Assuming you have the resources to cover these events, sometimes you hit scale, but not profitability..

sametmax · on April 5, 2017

Yes but in that case the scaling technical issues are not your main problem. Your main problem is your business model. Priorities, priorities...

InclinedPlane · on April 5, 2017

Not always. It's possible to bury yourself under so much technical debt that you can't get out from under it. To extend the metaphor, you can end up spending all your revenue merely servicing the debt and you cannot invest in paying it down. Your system can be so flawed that it hampers innovation, and requires ongoing costly maintenance and support which eats up all of your dev resources. The end result is that innovation is blocked off for you and if you run into a bump that reduces your review significantly for a while you can easily end up bankrupt.
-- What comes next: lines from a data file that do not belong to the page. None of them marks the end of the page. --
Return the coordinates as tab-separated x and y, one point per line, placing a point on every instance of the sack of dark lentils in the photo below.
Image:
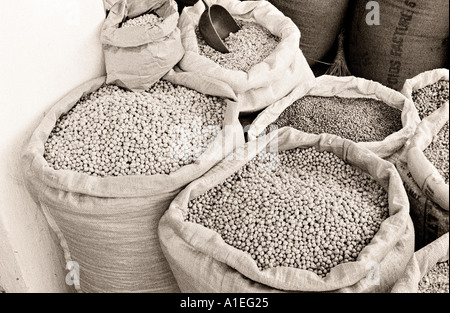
393	40
264	62
428	269
423	163
141	42
294	212
376	117
105	163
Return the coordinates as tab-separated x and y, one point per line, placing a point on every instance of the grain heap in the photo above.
248	47
429	98
143	20
436	280
437	152
114	132
311	211
357	119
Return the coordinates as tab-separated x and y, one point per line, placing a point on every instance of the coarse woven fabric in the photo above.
421	262
351	87
135	7
137	57
202	262
422	170
412	37
109	225
266	81
319	22
429	219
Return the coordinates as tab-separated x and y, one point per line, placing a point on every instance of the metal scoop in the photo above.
216	24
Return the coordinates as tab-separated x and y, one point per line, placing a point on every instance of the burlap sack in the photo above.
421	262
319	23
410	38
265	82
108	225
328	86
137	57
202	262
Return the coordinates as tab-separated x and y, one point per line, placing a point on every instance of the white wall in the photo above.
47	48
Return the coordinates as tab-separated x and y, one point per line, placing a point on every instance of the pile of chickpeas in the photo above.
115	132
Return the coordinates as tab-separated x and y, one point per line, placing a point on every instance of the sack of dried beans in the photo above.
291	211
428	269
390	41
424	161
105	163
319	23
264	62
376	117
141	42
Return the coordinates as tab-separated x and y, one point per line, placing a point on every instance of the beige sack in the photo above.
265	82
137	57
422	170
108	225
351	87
202	262
422	261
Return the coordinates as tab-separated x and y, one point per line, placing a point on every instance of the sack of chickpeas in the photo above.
293	212
105	163
366	112
423	163
141	42
264	62
428	269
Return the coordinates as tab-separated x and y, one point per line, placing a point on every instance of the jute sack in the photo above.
266	81
430	220
398	41
136	57
319	23
202	262
108	226
350	87
421	262
426	189
422	170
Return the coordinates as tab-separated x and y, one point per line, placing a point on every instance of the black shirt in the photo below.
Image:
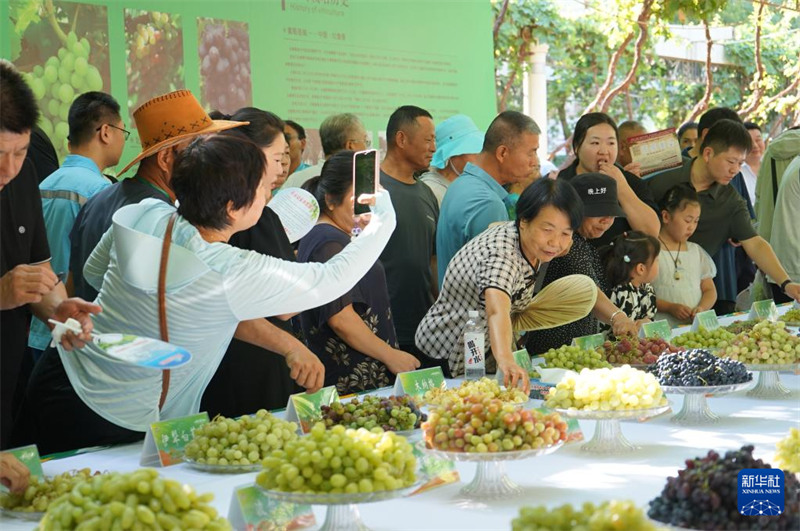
94	219
620	225
23	240
723	212
407	256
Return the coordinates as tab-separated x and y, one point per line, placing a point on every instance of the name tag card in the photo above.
656	329
765	309
590	342
252	509
707	320
305	409
166	440
416	383
29	456
438	471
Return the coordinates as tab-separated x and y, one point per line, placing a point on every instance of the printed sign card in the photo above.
416	383
659	329
251	509
765	309
305	408
166	440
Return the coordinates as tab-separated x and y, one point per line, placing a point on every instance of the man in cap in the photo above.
166	124
477	198
458	141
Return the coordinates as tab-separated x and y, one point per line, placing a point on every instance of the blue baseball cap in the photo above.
458	135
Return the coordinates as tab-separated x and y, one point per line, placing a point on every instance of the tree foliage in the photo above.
604	59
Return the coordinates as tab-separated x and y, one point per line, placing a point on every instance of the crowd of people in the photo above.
185	250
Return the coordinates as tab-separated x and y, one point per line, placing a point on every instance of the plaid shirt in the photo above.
493	259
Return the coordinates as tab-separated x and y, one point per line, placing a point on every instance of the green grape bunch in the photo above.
341	460
574	358
244	441
611	515
704	338
134	500
42	492
57	83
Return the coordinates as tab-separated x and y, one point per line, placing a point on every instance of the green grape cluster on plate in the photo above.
134	500
606	516
574	358
244	441
340	460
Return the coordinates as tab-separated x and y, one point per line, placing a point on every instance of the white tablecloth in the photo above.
566	476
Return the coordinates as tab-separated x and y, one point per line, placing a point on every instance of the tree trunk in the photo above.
757	87
644	15
702	105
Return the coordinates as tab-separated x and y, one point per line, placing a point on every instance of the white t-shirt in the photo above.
211	287
694	265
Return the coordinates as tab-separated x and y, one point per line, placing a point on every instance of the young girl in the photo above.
685	282
631	262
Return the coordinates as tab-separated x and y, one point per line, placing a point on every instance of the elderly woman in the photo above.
496	273
595	142
353	335
212	290
598	193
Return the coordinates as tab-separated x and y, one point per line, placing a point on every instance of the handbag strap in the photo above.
162	303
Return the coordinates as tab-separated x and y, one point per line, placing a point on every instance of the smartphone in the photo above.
365	177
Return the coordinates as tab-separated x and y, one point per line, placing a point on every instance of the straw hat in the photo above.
171	118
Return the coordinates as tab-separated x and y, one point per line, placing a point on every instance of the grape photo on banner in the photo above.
62	50
224	48
154	57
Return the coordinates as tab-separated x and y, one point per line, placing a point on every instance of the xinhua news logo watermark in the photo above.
761	492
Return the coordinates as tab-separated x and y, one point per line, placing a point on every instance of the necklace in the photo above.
676	260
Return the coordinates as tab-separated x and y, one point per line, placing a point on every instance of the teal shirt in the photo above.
63	194
472	202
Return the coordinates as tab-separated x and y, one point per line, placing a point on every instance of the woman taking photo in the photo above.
353	335
211	292
595	142
496	274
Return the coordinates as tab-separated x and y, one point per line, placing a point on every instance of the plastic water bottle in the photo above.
474	344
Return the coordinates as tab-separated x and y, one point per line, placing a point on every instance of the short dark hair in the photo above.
263	129
335	131
555	192
211	172
678	197
402	118
685	127
301	133
627	251
334	182
89	111
588	121
506	129
19	112
726	134
712	116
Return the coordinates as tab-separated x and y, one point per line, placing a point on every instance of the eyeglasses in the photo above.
125	132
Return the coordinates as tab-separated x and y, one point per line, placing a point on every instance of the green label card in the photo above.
165	440
29	456
656	329
765	309
707	320
436	470
416	383
590	342
251	509
305	408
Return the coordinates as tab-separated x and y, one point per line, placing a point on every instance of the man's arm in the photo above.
305	368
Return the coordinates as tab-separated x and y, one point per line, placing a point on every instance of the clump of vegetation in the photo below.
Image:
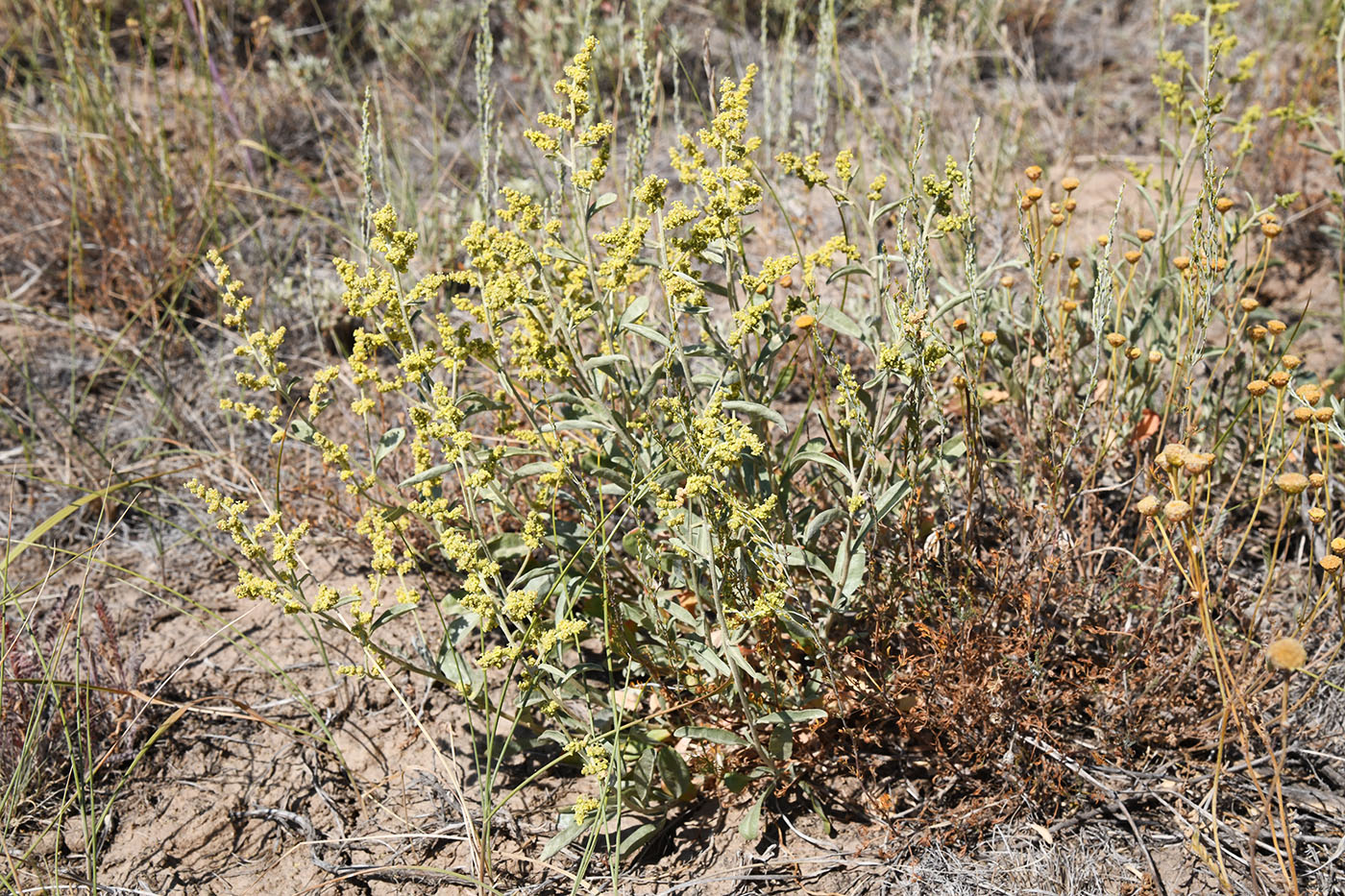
716	452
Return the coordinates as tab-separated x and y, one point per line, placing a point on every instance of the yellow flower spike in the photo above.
1291	483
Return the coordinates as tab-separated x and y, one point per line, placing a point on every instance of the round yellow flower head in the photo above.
1287	654
1177	510
1174	453
1310	393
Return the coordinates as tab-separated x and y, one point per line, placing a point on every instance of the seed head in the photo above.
1174	453
1197	465
1177	510
1310	393
1291	483
1286	654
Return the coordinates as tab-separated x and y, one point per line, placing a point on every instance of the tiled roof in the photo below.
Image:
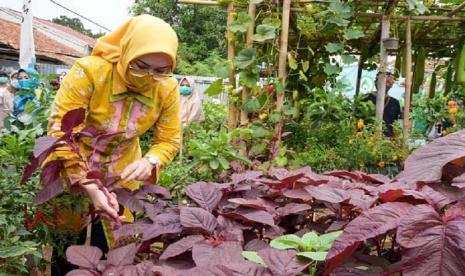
83	37
10	36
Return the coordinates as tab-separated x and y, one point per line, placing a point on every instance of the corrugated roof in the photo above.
68	30
10	36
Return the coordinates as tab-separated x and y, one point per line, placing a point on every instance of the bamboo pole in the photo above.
249	44
282	64
381	84
359	75
408	79
232	111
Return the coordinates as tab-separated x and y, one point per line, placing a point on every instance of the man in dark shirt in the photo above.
392	111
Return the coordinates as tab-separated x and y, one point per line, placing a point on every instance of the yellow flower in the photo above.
453	110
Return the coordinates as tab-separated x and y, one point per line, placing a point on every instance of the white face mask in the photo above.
15	84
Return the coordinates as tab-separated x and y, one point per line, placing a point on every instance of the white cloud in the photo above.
109	13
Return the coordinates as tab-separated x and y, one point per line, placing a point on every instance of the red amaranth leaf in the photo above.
181	246
250	215
426	163
281	262
237	178
227	252
72	119
205	195
258	203
456	211
293	208
298	194
84	256
328	194
48	192
431	246
29	170
42	144
166	223
150	188
123	255
371	223
198	218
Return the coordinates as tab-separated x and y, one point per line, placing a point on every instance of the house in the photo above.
56	46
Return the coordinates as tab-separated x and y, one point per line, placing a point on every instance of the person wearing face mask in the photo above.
6	98
392	110
27	86
126	86
191	105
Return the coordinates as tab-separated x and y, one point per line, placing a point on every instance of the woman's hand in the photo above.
138	170
103	201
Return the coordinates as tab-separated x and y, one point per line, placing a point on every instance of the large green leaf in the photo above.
251	106
348	59
240	24
316	256
248	78
353	34
331	69
17	250
291	61
25	118
286	242
326	240
245	58
310	240
223	69
253	257
215	88
214	164
333	47
264	32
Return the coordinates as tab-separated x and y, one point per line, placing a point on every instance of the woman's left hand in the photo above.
138	170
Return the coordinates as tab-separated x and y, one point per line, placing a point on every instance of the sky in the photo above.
108	13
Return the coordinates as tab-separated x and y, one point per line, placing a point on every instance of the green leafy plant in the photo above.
310	246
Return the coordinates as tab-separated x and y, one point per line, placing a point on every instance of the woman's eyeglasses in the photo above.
159	74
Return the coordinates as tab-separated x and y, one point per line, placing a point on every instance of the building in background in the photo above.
57	46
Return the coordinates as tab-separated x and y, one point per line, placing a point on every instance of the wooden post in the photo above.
359	75
232	110
381	84
282	64
249	44
408	79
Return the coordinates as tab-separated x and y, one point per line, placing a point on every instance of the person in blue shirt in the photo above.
26	85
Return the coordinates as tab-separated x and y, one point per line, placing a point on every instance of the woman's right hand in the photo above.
103	201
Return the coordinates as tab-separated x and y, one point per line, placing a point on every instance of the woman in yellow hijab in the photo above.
126	86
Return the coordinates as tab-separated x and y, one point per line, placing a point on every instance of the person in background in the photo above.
392	110
127	87
6	98
27	86
191	105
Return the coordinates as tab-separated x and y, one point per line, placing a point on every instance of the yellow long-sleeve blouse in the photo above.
95	85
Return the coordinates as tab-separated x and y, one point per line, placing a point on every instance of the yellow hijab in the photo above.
141	35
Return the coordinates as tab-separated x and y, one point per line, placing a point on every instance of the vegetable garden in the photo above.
292	177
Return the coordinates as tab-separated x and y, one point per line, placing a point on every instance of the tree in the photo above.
75	24
201	32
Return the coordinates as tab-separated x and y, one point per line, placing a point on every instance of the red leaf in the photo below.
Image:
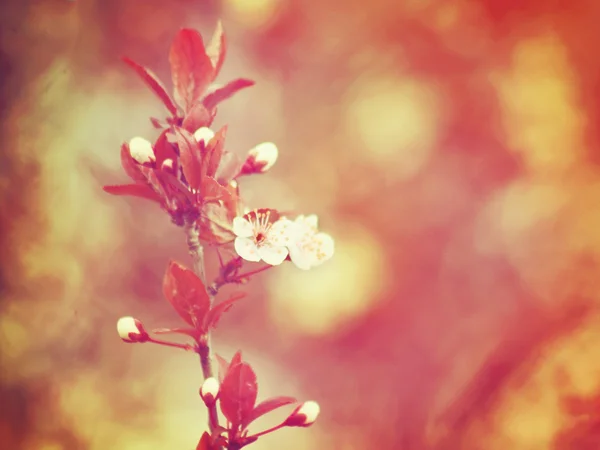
189	154
213	316
214	152
237	359
212	191
223	93
266	407
191	68
154	83
223	367
186	293
156	123
163	150
186	331
238	393
217	48
133	190
157	184
131	167
204	443
175	188
230	167
198	117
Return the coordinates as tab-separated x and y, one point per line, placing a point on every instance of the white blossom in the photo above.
209	390
311	247
257	238
204	135
131	330
305	415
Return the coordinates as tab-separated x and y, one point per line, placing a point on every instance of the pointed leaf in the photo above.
131	167
164	150
230	167
266	407
191	68
223	367
216	97
213	316
217	49
186	331
133	190
186	293
197	117
175	188
237	359
204	443
216	226
155	183
238	392
154	83
212	191
214	152
189	153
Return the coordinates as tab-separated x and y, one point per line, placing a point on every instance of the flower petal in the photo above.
266	154
324	248
282	233
242	227
272	255
204	134
312	221
300	257
246	248
141	150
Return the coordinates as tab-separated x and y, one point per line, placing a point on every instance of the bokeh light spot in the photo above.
397	120
324	298
539	105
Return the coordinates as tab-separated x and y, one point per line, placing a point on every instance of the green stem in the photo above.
204	346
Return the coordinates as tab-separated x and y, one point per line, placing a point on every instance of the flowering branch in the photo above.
188	172
204	343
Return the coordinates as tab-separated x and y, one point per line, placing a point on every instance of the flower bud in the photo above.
131	330
204	135
209	391
141	150
304	415
261	158
167	166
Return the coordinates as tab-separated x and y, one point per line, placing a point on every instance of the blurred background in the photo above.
450	147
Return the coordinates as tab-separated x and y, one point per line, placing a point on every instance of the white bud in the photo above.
304	416
131	330
209	390
167	165
264	156
204	134
141	150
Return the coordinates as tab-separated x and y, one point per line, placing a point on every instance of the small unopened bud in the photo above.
304	415
204	135
131	330
167	165
141	150
209	391
261	158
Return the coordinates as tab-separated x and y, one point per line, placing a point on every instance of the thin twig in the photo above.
204	346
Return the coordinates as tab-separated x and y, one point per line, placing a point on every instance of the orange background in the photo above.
450	147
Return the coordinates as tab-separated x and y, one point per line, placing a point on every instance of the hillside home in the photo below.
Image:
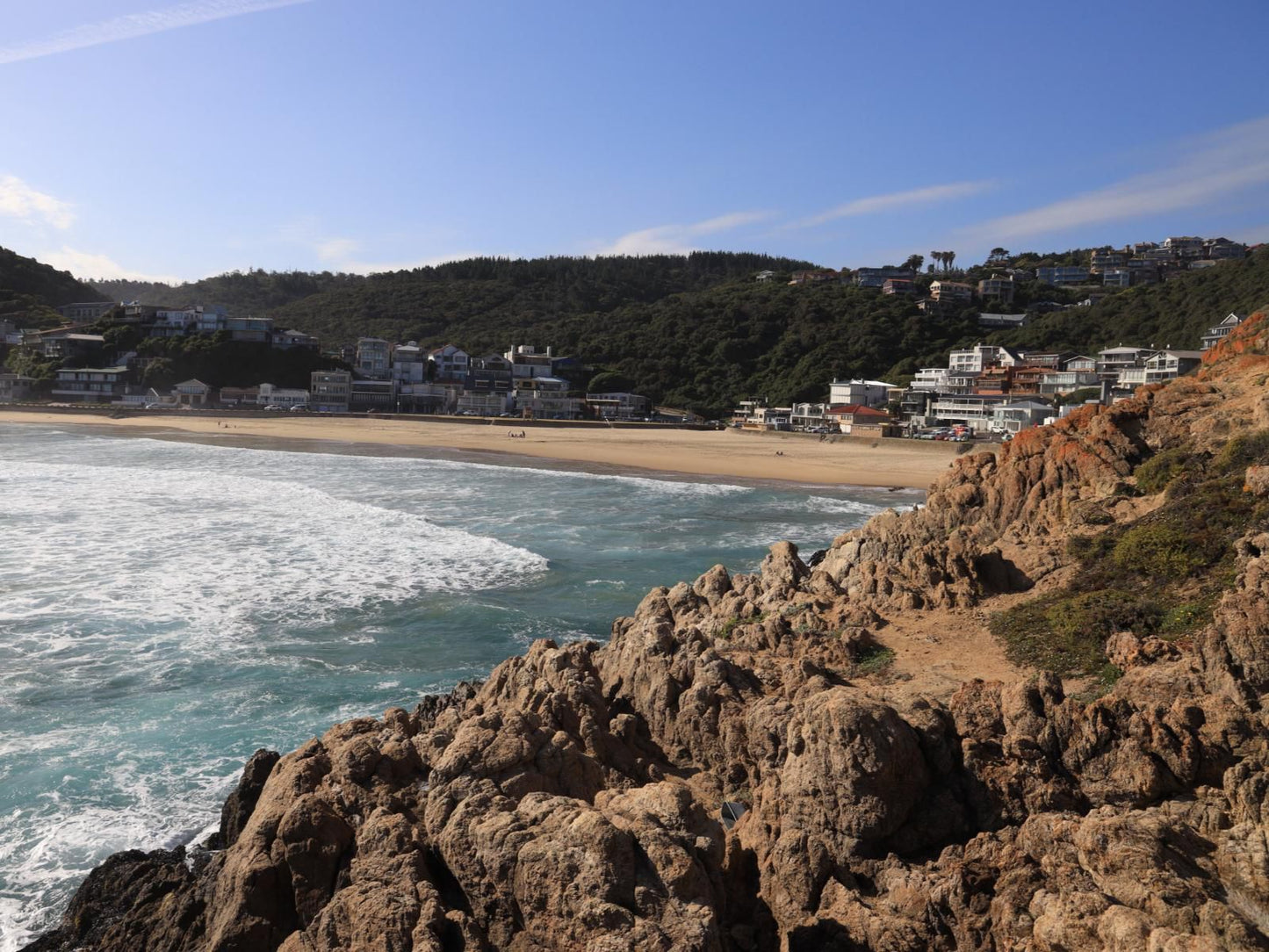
409	364
944	291
1215	335
86	311
1017	415
999	287
1061	276
1168	364
288	339
90	385
373	358
489	373
877	277
528	362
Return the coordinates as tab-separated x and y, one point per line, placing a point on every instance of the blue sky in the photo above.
177	140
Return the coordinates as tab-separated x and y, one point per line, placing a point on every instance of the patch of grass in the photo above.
1066	632
1157	471
873	659
1159	551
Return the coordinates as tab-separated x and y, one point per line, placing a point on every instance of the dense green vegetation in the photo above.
29	291
1179	555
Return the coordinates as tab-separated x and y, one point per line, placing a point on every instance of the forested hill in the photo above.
393	302
1175	314
29	290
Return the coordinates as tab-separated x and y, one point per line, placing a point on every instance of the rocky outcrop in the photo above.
725	773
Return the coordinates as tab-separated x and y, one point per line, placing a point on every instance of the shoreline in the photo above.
713	455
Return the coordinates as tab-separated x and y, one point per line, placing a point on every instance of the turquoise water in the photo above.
167	609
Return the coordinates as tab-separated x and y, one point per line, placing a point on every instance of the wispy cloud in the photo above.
1200	171
20	201
872	205
678	239
139	25
88	265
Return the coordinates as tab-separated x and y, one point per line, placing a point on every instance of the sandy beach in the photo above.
717	453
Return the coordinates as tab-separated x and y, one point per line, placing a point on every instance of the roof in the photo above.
855	410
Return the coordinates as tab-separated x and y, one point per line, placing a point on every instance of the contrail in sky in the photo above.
139	25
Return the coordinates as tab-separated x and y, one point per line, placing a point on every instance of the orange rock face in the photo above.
725	773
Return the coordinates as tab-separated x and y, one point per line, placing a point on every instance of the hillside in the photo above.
29	291
1175	314
759	761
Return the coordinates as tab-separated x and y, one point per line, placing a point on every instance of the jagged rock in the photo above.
573	800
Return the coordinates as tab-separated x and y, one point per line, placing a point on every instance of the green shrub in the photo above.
1066	633
1241	452
873	659
1159	551
1157	471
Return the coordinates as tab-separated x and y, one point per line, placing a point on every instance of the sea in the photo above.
169	607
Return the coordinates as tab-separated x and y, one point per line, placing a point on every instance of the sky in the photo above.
157	140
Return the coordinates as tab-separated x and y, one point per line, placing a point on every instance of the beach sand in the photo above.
790	458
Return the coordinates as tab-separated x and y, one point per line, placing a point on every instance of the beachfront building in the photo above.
1114	361
618	405
367	395
869	393
328	391
450	364
409	364
858	419
428	398
239	396
373	358
191	393
90	385
489	402
270	395
806	416
1215	335
1017	415
527	362
969	409
489	373
14	387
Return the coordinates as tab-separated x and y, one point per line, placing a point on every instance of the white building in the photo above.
1215	335
450	362
930	379
270	395
869	393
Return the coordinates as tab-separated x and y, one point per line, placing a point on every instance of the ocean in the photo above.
167	609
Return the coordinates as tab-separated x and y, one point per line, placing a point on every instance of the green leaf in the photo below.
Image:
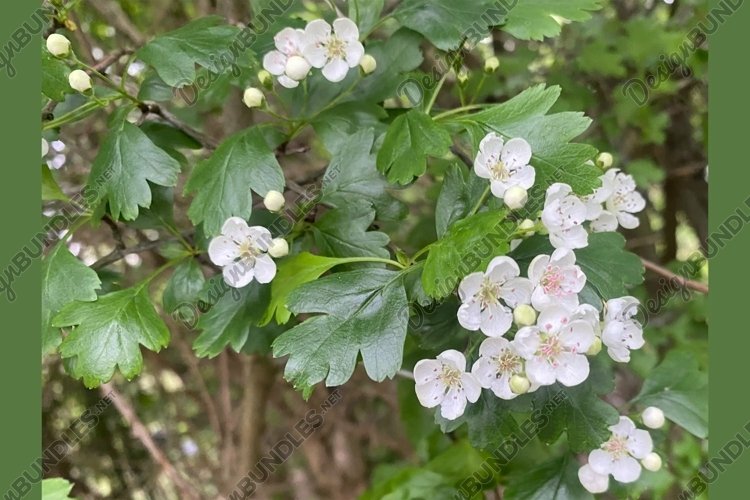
460	192
56	488
174	54
126	162
344	233
351	176
555	158
360	311
50	189
555	480
55	73
108	333
293	272
446	23
680	389
184	286
410	139
233	320
65	279
222	183
468	246
533	19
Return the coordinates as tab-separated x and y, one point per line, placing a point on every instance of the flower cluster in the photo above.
333	49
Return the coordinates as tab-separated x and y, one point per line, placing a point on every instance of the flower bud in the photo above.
79	80
297	68
491	64
652	462
58	45
274	201
652	417
515	197
524	315
278	248
368	64
265	79
596	347
519	384
252	97
604	161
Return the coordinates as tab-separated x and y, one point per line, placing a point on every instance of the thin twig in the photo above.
693	285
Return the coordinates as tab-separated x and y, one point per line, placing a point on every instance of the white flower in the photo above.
593	482
563	216
368	64
274	201
505	164
653	417
498	362
58	45
621	201
621	332
287	62
445	382
480	293
335	50
555	348
620	454
556	279
252	97
79	80
242	252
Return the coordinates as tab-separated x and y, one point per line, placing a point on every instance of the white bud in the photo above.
278	248
368	64
596	347
297	68
515	197
524	315
79	80
491	64
252	97
519	384
604	161
652	462
58	45
274	201
652	417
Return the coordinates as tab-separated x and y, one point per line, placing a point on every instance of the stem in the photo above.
433	97
480	202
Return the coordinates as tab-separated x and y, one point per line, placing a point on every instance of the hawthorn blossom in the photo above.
334	49
445	382
287	62
563	216
505	164
620	201
481	294
242	251
556	279
618	456
498	362
621	332
555	348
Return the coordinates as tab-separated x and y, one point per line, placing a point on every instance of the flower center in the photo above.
499	171
335	47
507	362
488	293
617	446
552	280
450	377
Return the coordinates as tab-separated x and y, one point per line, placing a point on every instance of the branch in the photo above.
693	285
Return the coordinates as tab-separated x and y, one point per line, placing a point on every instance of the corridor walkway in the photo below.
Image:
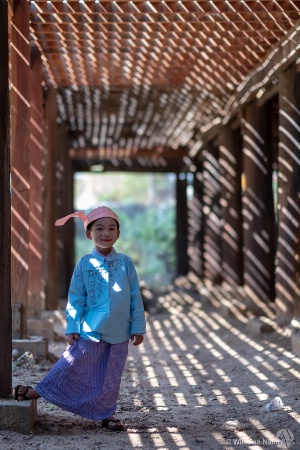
200	381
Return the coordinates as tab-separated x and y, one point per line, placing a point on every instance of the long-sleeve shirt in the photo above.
104	300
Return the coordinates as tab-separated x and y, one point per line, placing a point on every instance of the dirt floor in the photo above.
201	380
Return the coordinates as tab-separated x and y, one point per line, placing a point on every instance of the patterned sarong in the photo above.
86	379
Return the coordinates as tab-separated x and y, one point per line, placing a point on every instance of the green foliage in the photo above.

sametmax · on April 5, 2017

Same answer as to the other comment.

eeZah7Ux · on April 5, 2017

Amazing how most developers don't know about probability and think software is not expected to survive hardware failures.

mirimir · on April 5, 2017

Reminds me of this: http://spectrum.ieee.org/tech-talk/computing/it/nsa-data-cen...

Turing_Machine · on April 5, 2017

There was an article a while back that used the term "Walmart scale". If some weird customer interaction happens one time in a million transactions, it happens ten times a day at Walmart.

jzl · on April 5, 2017

"You know, the most amazing thing happened to me tonight. I saw a car with the license plate ARW 357. Can you imagine? Of all the millions of license plates in the state, what was the chance that I would see that particular one tonight? Amazing!" -- Richard Feynman

oakridge · on April 5, 2017

Well, Murphy's law. Any non-zero probability event will occur at least once given infinite time.

throwaway2048 · on April 5, 2017

More like infinity times

x * ∞ = ∞ where X > 0

jmcdiesel · on April 5, 2017

In an infinite universe, nothing is rare, by that logic?

Rare is relative, so just because something happens an trillion times it can still be nearly nonexistently rare, given the data sample is trillions of trillions?

Seems like a silly thought..

doug1001 · on April 6, 2017

i would have chosen a slightly different title, perhaps "at scale, improbable events are frequent" or something like that

"at scale" of course just means more much frequent sampling; it's not some sort of alternate reality where good become evil, rare becomes not rare, etc

juskrey · on April 5, 2017

Rare events are self-similar.

ianai · on April 5, 2017

And yet we still haven't observed proton decay.

AstralStorm · on April 5, 2017

Partly because observing it requires very specific conditions. That makes the scale really tiny actually.

kriro · on April 5, 2017

It's a one in a million shot. But it might just work.

stcredzero · on April 5, 2017

There is a market opportunity here for serving customers who would rather risk broken generators but ensure constant power.